Would adding a few vorns to their ages really be so bad? They've carried off older, chosen to do it, and it would give me two precious vorns to see if the slagging Praxian and our battling Prime really know what the slag they're talking about. If nothing else it would keep my two pit-spawns from trying this slagging idiocy out on another unsuspecting base.
It's not like we have anywhere else to go. Really, there's no choice, and I hate it even as I know it.
I nod at Prime, and then at Prowl, agreeing our fates.
"Right. The name's Ratchet. Who's your most experienced medic?"

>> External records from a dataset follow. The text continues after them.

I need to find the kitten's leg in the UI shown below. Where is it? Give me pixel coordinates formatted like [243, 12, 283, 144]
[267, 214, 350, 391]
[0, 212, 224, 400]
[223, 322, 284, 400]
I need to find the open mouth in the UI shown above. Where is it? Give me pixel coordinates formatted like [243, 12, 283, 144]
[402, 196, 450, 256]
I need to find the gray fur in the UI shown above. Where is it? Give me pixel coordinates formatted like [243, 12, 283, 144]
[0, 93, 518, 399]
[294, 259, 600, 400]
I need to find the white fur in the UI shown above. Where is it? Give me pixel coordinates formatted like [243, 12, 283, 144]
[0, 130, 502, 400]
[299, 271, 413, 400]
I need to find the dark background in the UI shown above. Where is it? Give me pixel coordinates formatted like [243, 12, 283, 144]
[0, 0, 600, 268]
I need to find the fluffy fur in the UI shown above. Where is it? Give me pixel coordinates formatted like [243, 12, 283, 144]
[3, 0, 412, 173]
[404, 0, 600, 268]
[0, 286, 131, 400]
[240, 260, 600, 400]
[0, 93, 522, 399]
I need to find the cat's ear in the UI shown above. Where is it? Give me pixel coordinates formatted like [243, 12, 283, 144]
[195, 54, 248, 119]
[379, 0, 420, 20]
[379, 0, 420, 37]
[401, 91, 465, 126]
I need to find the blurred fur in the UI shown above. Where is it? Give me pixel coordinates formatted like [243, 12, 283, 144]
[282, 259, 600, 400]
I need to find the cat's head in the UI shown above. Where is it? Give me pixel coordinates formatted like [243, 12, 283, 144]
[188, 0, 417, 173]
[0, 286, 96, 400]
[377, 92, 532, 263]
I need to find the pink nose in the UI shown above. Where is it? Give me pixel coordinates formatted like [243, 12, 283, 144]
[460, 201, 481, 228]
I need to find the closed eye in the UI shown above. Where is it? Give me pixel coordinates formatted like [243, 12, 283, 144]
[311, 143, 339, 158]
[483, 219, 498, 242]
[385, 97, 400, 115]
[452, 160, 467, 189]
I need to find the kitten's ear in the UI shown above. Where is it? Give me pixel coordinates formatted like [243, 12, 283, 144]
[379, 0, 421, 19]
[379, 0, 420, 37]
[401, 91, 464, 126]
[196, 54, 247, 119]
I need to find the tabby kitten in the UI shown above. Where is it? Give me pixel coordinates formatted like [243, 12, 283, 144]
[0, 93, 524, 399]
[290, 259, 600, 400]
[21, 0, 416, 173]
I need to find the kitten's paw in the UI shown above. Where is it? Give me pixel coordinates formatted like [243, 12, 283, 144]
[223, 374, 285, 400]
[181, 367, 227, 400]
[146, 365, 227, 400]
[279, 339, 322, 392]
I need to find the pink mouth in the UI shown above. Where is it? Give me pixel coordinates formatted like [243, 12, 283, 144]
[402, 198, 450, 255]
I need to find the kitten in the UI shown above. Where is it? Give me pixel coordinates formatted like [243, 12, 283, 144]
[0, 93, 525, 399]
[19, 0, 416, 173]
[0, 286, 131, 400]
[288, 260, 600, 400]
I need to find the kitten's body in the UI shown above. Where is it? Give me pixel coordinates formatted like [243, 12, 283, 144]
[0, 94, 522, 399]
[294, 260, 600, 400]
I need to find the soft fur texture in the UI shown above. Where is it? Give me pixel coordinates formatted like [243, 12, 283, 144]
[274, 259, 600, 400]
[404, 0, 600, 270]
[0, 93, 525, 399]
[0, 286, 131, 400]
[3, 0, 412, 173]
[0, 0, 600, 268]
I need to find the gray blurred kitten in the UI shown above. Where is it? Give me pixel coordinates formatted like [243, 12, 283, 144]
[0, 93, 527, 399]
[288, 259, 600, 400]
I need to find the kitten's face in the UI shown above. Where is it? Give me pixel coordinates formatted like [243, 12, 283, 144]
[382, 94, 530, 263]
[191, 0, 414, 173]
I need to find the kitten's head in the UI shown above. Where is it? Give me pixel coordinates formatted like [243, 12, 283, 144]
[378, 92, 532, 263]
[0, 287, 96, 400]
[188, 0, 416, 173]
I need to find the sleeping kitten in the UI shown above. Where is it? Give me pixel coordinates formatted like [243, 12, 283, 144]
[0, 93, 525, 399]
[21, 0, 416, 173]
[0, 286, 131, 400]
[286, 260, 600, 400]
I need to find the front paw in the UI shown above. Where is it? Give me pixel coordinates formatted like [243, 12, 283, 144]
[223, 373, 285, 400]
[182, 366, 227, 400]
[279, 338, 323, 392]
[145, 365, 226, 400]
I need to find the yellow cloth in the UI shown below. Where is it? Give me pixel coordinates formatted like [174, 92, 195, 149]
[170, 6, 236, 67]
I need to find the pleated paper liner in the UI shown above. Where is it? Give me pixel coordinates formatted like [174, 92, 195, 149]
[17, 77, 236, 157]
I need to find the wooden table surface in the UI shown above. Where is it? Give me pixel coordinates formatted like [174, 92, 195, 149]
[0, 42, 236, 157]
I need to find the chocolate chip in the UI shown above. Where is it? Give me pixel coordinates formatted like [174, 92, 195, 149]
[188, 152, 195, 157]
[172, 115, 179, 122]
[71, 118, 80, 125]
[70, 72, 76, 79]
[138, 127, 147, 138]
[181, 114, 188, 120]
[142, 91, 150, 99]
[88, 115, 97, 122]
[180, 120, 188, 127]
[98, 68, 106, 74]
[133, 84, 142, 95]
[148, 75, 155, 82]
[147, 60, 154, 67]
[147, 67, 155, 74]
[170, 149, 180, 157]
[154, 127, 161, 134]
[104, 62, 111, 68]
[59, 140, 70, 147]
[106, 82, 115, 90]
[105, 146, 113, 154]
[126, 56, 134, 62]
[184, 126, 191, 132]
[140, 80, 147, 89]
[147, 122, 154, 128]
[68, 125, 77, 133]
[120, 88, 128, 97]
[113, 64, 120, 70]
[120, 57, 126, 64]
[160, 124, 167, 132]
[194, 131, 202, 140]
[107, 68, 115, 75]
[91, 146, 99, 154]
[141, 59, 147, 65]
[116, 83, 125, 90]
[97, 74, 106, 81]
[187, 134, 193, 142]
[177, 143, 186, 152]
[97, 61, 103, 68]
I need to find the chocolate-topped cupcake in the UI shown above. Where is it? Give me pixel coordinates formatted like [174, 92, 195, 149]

They just look at me, and I throw up my arms in disgust.
"Seriously?"
My own deep vent is the only answer. Shaking my helm, my servo stabs from the Prime to a med-berth. "In that case… you: sit."
Optimus Prime cycles his optics and I cycle mine right back at him.
"If you think I'm letting a mech walk out of my repair bay with a sparking arm assembly, you've got a pit-load to learn."
Wheeljack chuckles again, his shoulders dropping as the tension in his frame eases. The smallest hint of a smirk plays across Prowl's lip-plates. And on the next berth, two pairs of sleepy optics watch their Prime sit with unconditional youngling awe.
A warning glare, and the twins' optics dim, my pit-spawned troublemakers finally settling into a deep recharge.
For the first time since I found their berths empty, in a camp now gone to rust, I settle too.
It isn't the path I'd have chosen for us, but something tells me we're going to be just fine.